Monday, June 12, 2006

I haven't blogged in quite awhile and I learned a very important lesson today so I thought I'd share it with you guys.


Theres this guy that I've been head over heels with for awhile now and I'd go way out of my way just to talk with him. He intrigued me, there was definetly a mystery to him. So being the girl I am I told all my friends that I was crushing on him, pointed him out to my mom in the yearbook, invited him to church, anything I possibly could. I loved talking about him. So then I find out he has a girlfriend. My initial response was a painful stare of unbelief and then turned into an even more painful sinking in of the truth. As tragic as it was at the time, I've now realized that its not that big of a deal and that life goes on. It may not seem like a big realization but it was huge for me. I had to walk down the hall thinking about all the good things going on just to keep myself from crying. I was hurt. So yeah, the lesson in all of this for me was to guard my heart. I was pretty much asking for him to step on my heart, I was sticking it right underneath his foot. He's someone I barely know, who barely knows me, and put my self in a very vulnerable position. I'm not sure what guarding my heart looks like, but I'm pretty sure I know a few things I would go back and change..

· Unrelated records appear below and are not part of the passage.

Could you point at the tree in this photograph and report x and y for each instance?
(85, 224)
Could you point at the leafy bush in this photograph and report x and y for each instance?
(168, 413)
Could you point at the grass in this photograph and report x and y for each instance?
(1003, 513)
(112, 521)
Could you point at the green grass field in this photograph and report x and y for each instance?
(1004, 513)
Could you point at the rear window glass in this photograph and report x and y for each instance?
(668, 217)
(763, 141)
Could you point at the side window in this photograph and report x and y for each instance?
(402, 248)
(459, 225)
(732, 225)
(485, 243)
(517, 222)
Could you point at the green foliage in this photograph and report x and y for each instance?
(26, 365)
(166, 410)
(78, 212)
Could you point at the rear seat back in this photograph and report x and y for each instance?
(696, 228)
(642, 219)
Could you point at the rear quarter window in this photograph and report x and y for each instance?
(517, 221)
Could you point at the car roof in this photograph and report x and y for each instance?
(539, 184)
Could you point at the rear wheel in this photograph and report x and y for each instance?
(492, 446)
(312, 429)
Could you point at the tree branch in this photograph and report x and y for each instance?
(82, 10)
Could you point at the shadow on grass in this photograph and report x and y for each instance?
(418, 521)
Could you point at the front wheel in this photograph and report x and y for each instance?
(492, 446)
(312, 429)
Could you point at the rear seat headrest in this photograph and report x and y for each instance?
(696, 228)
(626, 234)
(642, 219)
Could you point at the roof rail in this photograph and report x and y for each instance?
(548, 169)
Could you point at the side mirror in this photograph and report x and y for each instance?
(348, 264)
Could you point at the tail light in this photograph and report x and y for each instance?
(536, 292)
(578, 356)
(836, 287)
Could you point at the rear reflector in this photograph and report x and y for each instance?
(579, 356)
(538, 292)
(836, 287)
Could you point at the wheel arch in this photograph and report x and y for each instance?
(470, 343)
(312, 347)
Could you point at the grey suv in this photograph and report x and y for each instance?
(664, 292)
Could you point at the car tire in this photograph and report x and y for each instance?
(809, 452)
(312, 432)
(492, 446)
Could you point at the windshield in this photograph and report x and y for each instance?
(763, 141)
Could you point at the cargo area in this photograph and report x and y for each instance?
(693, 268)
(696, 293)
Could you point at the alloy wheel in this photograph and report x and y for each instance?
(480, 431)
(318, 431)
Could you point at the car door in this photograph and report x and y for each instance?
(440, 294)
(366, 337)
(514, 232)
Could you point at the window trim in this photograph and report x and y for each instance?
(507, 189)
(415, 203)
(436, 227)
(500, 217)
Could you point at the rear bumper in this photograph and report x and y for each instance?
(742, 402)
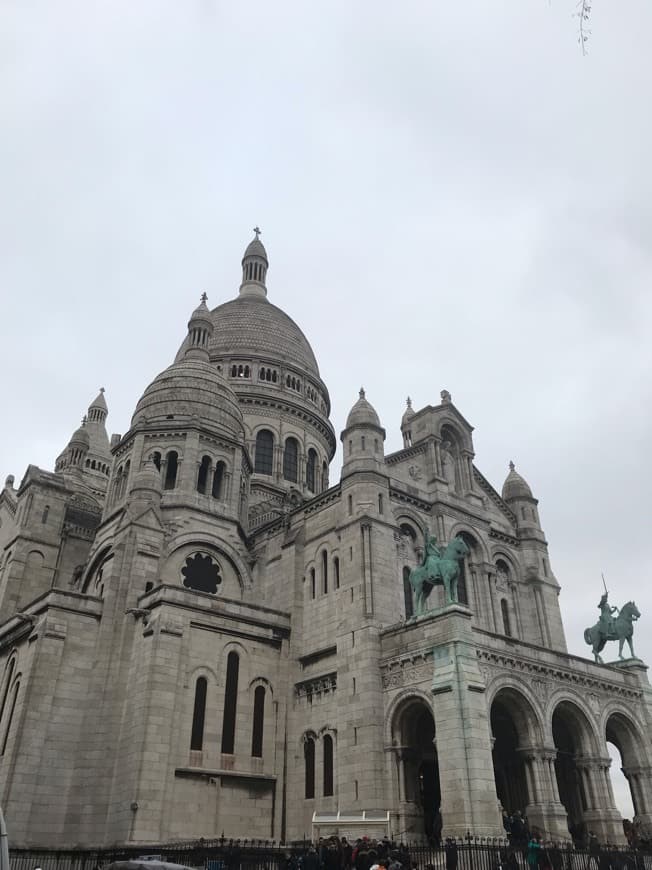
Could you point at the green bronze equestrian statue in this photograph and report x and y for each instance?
(610, 627)
(437, 566)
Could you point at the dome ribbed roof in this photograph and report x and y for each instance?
(252, 326)
(81, 436)
(363, 413)
(191, 388)
(255, 248)
(515, 486)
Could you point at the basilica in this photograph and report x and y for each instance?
(202, 633)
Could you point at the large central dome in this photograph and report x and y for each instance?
(250, 325)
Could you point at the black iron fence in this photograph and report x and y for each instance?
(473, 853)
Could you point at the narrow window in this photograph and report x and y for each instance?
(311, 469)
(264, 452)
(202, 476)
(505, 612)
(171, 467)
(198, 715)
(218, 480)
(259, 718)
(328, 765)
(407, 594)
(309, 761)
(291, 460)
(230, 703)
(11, 716)
(5, 694)
(324, 571)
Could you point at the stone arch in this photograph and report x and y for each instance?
(223, 551)
(574, 737)
(515, 725)
(622, 731)
(414, 742)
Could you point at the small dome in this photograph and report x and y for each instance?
(515, 486)
(409, 412)
(99, 402)
(187, 389)
(362, 413)
(255, 248)
(81, 436)
(147, 478)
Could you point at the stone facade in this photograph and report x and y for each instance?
(200, 635)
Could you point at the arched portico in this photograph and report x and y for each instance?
(417, 767)
(523, 764)
(626, 736)
(582, 772)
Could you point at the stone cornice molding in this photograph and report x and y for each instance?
(550, 677)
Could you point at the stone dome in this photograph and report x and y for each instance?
(81, 436)
(250, 326)
(363, 413)
(515, 486)
(191, 388)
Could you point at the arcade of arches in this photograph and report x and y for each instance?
(558, 776)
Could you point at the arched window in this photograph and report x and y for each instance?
(407, 594)
(171, 468)
(259, 720)
(324, 571)
(7, 686)
(202, 476)
(311, 469)
(218, 480)
(230, 703)
(505, 612)
(14, 698)
(328, 765)
(264, 452)
(309, 761)
(291, 460)
(198, 715)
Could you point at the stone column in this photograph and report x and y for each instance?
(544, 810)
(601, 816)
(466, 775)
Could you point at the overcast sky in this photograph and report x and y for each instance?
(450, 194)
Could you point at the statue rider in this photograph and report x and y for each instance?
(431, 550)
(606, 615)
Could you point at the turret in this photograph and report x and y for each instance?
(363, 439)
(518, 495)
(254, 268)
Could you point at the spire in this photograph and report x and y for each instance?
(254, 268)
(98, 408)
(200, 330)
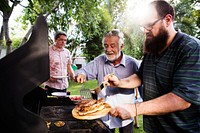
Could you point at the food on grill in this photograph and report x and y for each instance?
(89, 106)
(59, 123)
(48, 124)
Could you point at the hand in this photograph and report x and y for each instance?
(52, 79)
(126, 111)
(81, 78)
(111, 80)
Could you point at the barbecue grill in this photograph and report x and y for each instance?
(25, 108)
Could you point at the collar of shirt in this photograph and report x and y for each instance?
(57, 49)
(122, 62)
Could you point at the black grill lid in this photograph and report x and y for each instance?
(20, 72)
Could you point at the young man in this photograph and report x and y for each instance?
(116, 62)
(60, 65)
(170, 75)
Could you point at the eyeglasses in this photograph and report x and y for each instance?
(149, 27)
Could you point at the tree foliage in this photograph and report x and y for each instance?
(85, 21)
(187, 16)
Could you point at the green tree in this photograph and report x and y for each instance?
(85, 19)
(6, 11)
(187, 16)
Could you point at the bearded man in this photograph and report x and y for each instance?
(170, 76)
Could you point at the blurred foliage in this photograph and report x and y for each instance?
(187, 16)
(87, 21)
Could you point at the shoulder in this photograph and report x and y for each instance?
(188, 42)
(130, 59)
(66, 50)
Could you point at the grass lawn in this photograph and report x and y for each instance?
(74, 88)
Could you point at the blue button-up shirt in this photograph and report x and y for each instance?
(98, 69)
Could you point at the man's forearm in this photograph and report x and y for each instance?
(162, 105)
(132, 81)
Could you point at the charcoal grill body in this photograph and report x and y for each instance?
(20, 72)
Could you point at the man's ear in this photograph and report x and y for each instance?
(122, 46)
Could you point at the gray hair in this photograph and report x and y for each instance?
(115, 32)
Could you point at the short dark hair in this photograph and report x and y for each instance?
(115, 32)
(58, 34)
(163, 8)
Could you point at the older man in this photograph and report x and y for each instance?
(116, 62)
(170, 75)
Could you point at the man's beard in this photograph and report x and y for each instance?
(113, 58)
(156, 44)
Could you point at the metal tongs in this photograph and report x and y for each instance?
(85, 93)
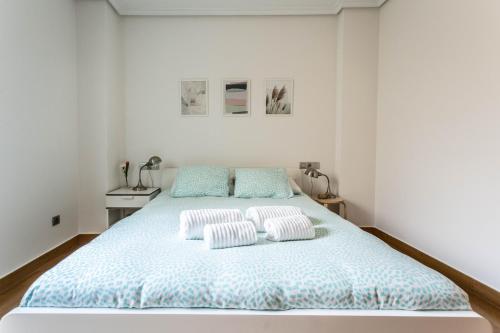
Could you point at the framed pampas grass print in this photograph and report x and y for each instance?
(236, 97)
(279, 97)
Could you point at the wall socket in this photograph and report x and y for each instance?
(305, 165)
(155, 167)
(56, 220)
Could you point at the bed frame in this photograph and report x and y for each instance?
(56, 320)
(61, 320)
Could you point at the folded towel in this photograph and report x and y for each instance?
(193, 221)
(259, 214)
(289, 228)
(219, 236)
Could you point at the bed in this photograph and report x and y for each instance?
(140, 276)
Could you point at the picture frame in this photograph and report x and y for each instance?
(193, 97)
(279, 94)
(236, 97)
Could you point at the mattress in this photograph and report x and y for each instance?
(141, 262)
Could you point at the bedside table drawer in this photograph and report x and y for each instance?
(126, 201)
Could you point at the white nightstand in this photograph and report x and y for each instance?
(124, 201)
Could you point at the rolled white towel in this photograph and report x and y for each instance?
(260, 214)
(192, 222)
(289, 228)
(219, 236)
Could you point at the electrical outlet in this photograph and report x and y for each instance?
(56, 220)
(155, 167)
(305, 165)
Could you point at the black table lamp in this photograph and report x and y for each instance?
(314, 173)
(153, 161)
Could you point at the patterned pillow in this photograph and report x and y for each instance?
(201, 181)
(262, 183)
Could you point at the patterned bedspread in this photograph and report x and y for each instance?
(142, 263)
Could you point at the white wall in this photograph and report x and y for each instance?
(357, 64)
(100, 96)
(162, 50)
(38, 128)
(438, 143)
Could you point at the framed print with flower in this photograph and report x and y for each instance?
(279, 97)
(194, 97)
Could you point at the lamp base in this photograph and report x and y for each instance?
(139, 188)
(326, 196)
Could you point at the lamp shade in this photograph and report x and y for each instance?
(154, 160)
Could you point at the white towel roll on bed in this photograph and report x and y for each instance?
(259, 215)
(289, 228)
(222, 235)
(192, 222)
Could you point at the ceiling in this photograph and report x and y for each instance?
(238, 7)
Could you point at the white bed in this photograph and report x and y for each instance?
(187, 320)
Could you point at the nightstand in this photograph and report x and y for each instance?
(336, 202)
(124, 201)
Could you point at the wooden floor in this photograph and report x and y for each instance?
(11, 298)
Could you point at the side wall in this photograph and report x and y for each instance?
(38, 128)
(357, 62)
(100, 101)
(438, 142)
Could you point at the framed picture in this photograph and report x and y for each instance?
(279, 97)
(194, 97)
(236, 97)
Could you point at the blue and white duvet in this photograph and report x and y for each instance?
(142, 263)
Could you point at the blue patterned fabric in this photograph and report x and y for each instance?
(262, 183)
(201, 181)
(140, 262)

anyways, I guess you guys can learn from my mistake..

5 comments:

Ginger Ale said...

I love you soooo much Ashley!
Your such a great person.
I'll see you tonight.

Anonymous said...

sometimes you have to let your gaurd down. Don't stonewall yourself. Sometimes you need to get stepped on. It's not to make your a harder person its to make you see things from different prespectives. the main thing is to grow from it and be a bigger person.

Still thinking of you
love you lots

Ashley said...

thanks.

Brent, the one and only, unless your name is Brent said...

Love requires vulnerability.

God wants us to take risks and to be able for us to be vulnerable, and he knows eventually our hearts will be crushed. But he's there to pick us up when we fall.

Hard way to learn a lesson, but thank you for being humble enough to share it.

Love you lots.

Denise said...

This is a little late, but oh well!

We are told in Song of Songs not to arouse or awaken love until it so desires. I have learned this year exactly what that means.